President Donald Trump (R) is loosening the restrictions on what 401(k)s are allowed to contain in their investment options. His EO has directed the Labor Department, which oversees the rules governing business’ 401(k) offerings, to consider additional, non-traditional investment vehicles, things like private equity, real estate, and digital assets such as bitcoin.

Hal Scott and John Gulliver, Committee on Capital Markets Regulation President and Executive Director, respectively, argue in favor of this move on the grounds that

investment opportunities in public markets are shrinking. In 1996 there were roughly 8,000 public companies, but that number has since declined by half. Why? Because public companies are subject to increasingly burdensome disclosure obligations, compliance costs, and litigation risk, while private companies aren’t.

They’re right in the sense that overregulation by an ever more intrusive government keeps tying increasing numbers of hobbles onto our investment opportunities, and they need to be rolled back. They’re right, also, in that Trump’s EO moves to sidestep some of those regulations; although workarounds always are suboptimal. Better to eliminate the hobbles.

I say they’re right, though, on an additional ground: more opportunities for and flexibilities in investment are intrinsically good and should occupy a central place in a free market economy.

However.

These added opportunities bring with them added, and harder to measure or even to estimate, risks inherent in those opportunities, especially for retail investors. These things also are not as liquid as the more traditional 401(k) investment vehicles, and that carries its own added risk. Then, too, some of those vehicles carry added tax complexities. See Master Limited Partnerships and Real Estate Investment Trusts, for instance.

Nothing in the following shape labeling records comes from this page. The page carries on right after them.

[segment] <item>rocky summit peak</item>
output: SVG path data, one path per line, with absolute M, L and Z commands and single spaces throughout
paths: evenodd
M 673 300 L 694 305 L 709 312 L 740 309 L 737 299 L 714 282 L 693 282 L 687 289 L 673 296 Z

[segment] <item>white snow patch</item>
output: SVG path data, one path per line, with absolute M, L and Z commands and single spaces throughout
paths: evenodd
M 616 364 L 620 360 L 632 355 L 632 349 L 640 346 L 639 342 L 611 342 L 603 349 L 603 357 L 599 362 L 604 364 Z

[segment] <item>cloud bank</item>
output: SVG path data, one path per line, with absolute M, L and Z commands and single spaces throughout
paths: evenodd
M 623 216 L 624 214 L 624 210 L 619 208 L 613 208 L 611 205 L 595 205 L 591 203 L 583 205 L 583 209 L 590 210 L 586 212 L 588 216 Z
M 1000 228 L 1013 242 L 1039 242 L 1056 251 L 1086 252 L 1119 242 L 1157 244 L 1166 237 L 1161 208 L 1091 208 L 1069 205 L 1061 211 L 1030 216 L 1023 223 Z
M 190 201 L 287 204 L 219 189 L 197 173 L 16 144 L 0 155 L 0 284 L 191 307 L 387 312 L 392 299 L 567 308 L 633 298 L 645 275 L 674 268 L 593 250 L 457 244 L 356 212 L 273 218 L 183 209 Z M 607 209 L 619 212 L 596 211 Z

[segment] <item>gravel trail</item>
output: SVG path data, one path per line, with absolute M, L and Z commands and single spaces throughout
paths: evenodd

None of that is an argument for not getting into these investment vehicles, nor is any of it an argument for a nanny state to “look out for us little guys” by telling us we can’t use them. It is an argument for added caution and more careful vetting—especially by us unwashed retailers—of those opportunities before jumping onto them with both feet and our elbows, too.

I’m Down with That

George Will wants a clear and present example of the wonders of socialism, so he’s pushing for the Progressive-Democratic Party’s most prominent socialist (yes, even more so than Bernie Sanders (D, VT) to become mayor of New York City.

I want him to win. I think every 20 years or so, we need a conspicuous, confined experiment with socialism so we can crack it up again.

That works out to about once a generation, which I think overstates the need. Every three generations—every 60-ish years—I think would be about right; the grandfathers would still be around to help the grandchildren with the empirical outcomes of their own dabbling in socialism.

I agree with Will’s basic premise, though: let New Yorkers get the socialism they want. Let the outcome of that serve as an object lesson of the destructive and life-shortening nature of that ideology. New York City is large enough and nearby enough that the results will not be able to be ignored.

Nevertheless, to paraphrase HL Mencken, give New Yorkers what they want, good and hard.